If children are the future, then the future for the farmworkers in the United States will be filled with perpetual trouble.
The overwhelming majority of migrant and seasonal farmworker children in agricultural states, especially in Florida, are under exceptional stress. Among other problems, they lack adequate housing, health care, nutrition, day care and early education.
Unfortunately, the safety net for these children is flimsy at best, and their struggle has yet to grab the attention of most average citizens and lawmakers at any level.
The plight of these kids, who are part of the vast network of families who plant and harvest the nation's bounty, is more than a political and economic issue. It is an ethical issue that few of us acknowledge publicly or privately.
Evidence of our neglect and the numbers speak for themselves. Farmworker organizations, using federal numbers, estimate that of the 3.5 million migrant and seasonal laborers who work in agriculture annually, as many 400,000 children, some as young as 10, work on farms to help their families make ends meet. Some of these children, who must accompany their families to the fields, groves and orchards, work during school hours. Most work after the school day has ended.
With aid from philanthropies, such as the W.K. Kellogg Foundation, state and county governments and millions of dollars from the federal stimulus package, farmworker advocates have made early education for these children a priority. Many of the children's parents are illiterate, and the consequences are dire. Research shows, for example, that 1 in 10 migrant-worker children completes grade 12, and 45 percent are held back in school.
The Early Head Start program is the key to reversing these trends and bringing a measure of fairness and humanity into these children's lives. Head Start provides a limited number of safe spaces and learning environments for these infants and toddlers.

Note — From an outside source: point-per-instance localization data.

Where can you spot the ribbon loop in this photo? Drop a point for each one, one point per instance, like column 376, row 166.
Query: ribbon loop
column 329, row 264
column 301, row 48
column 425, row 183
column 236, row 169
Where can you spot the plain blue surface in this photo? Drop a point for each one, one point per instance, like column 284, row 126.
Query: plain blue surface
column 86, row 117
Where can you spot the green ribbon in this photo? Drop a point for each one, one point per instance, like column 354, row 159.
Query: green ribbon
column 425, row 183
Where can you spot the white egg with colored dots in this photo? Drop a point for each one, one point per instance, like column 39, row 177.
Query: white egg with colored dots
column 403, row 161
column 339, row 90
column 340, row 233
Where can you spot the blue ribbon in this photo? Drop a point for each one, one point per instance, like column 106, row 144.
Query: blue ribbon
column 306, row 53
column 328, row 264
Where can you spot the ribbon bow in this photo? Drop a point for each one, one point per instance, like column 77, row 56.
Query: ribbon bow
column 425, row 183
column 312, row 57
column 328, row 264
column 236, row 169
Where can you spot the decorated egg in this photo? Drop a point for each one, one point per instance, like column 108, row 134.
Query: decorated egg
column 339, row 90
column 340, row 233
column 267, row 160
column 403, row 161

To accommodate their special clientele, the centers operate eight to 14 hours a day, many seven days a week, including holidays, and they provide transportation. Although staff members are underpaid and overworked, most volunteer beyond regular hours for the sake of the children.

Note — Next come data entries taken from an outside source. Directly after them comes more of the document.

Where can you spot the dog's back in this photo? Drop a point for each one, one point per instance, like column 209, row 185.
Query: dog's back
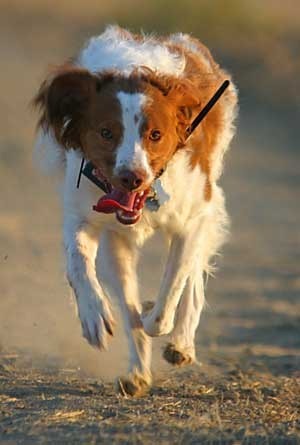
column 124, row 104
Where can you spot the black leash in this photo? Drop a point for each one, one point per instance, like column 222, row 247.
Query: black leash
column 87, row 170
column 206, row 109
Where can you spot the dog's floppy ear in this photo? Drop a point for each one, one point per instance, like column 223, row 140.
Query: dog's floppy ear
column 185, row 95
column 63, row 99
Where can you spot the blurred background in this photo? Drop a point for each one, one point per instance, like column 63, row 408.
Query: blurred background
column 254, row 307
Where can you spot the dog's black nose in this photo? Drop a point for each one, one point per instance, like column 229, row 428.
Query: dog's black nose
column 131, row 180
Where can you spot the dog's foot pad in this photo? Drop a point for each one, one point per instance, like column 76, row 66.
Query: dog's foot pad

For many farmworker children, the local Head Start center will be the only place where they receive any kind of health care, including inoculations, and social services. Many children learn for the first time that they should brush their teeth after eating.
For all of its efforts, however, Head Start falls short. There are only 450 centers in 40 states, serving about 35,000 children, under one-fifth of those eligible for the program. This translates into long waiting lists and related problems.
Given their low incomes, most documented migrant and seasonal families cannot afford regular child care and do not have relatives to help out. Many undocumented laborers dare not show their faces at a Head Start center for fear of being nabbed by immigration agents.
In both circumstances, the result is that too many families take their children, even infants, to the fields where they are exposed to the natural dangers of farm work — toxic chemicals, heavy machinery, heat and insects. According to the Government Accountability Office, children account for 20 percent of all farm fatalities each year and more than 100,000 injuries.
To their credit, most U.S. growers, for practical and ethical reasons, do not want young children in their fields. Some have set aside property for the construction of Head Start centers. Sadly, a few have faced the wrath of neighbors and business owners who do not want facilities that serve low-income Hispanic children in their communities.
A notable case, reported by the Associated Press, is that of 72-year-old Tennessee farmer James Ellison, who leased land to the government for a center. After hearing about the project, residents marched near Ellison's home, wrote threatening letters and made harassing telephone calls. Finally, Ellison's hay barn was set ablaze. Investigators labeled it a hate crime. No one has been arrested.
Farmworkers are an essential work force, providing us with fresh, inexpensive produce. Yet their children are the poorest and most disadvantaged group in the nation. One way to improve their plight is to adequately fund Early Head Start. Every American who buys produce should take up this cause. It is the ethical thing to do.